The main objective of this dissertation is to develop a low-cost navigation system with sufficient accuracy, integrity, and robustness for use in autonomous off-road vehicles. This system consists of a global positioning system (GPS) and an integrated inertial sensor (IIS) unit. It can achieve positioning accuracy in the range of sub-meter with cost of {dollar}600–{dollar}1,400 at the current market price. The major challenge of developing this low-cost navigation system is finding how to efficiently integrate the outputs from the GPS and IIS in order to extract an accurate positioning solution.; At first, a low-cost IIS, consisting of three MEMS (micro-electro-mechanical systems) gyros and a MEMS triaxial accelerometer, is developed to measure vehicle attitude. This IIS is then evaluated on a vehicle using a highly accurate inertial measurement unit (IMU). To effectively integrate the data from the GPS and IIS, a Kalman filter, based on a position-velocity-attitude (PVA) model of the vehicle, is developed for the GPS/IIS fusion to reduce the positioning error, increase the update rate of the fusion system, and bridge the GPS signal outage. With this fusion algorithm, the navigation system can accurately estimate vehicle position based on the redundant data from various sensors. In addition, in order to reduce the computational intensity of the Kalman filter, this dissertation also proposes a different GPS/IIS fusion algorithm, which is based on an IIS error model and a complementary Kalman filter.; To evaluate this low-cost navigation system and associated fusion algorithms, validation tests are performed using an experimental system that is designed to acquire real-time data and to perform data fusion. These tests take place at three test sites that include flat and uneven terrain, with or without obstacles.
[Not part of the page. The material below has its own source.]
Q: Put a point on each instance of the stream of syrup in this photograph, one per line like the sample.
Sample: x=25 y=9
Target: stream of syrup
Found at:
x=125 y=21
The evaluation results show that this system can achieve positioning accuracy in the range of 0.1 m to 0.5 m with an update rate of 50 Hz. The PVA model-based fusion algorithm can effectively bridge the signal interruption during a GPS signal outage of 30 s. The error model-based fusion algorithm can provide the signals at 50 Hz using the 1 Hz update rate of the complementary Kalman filter.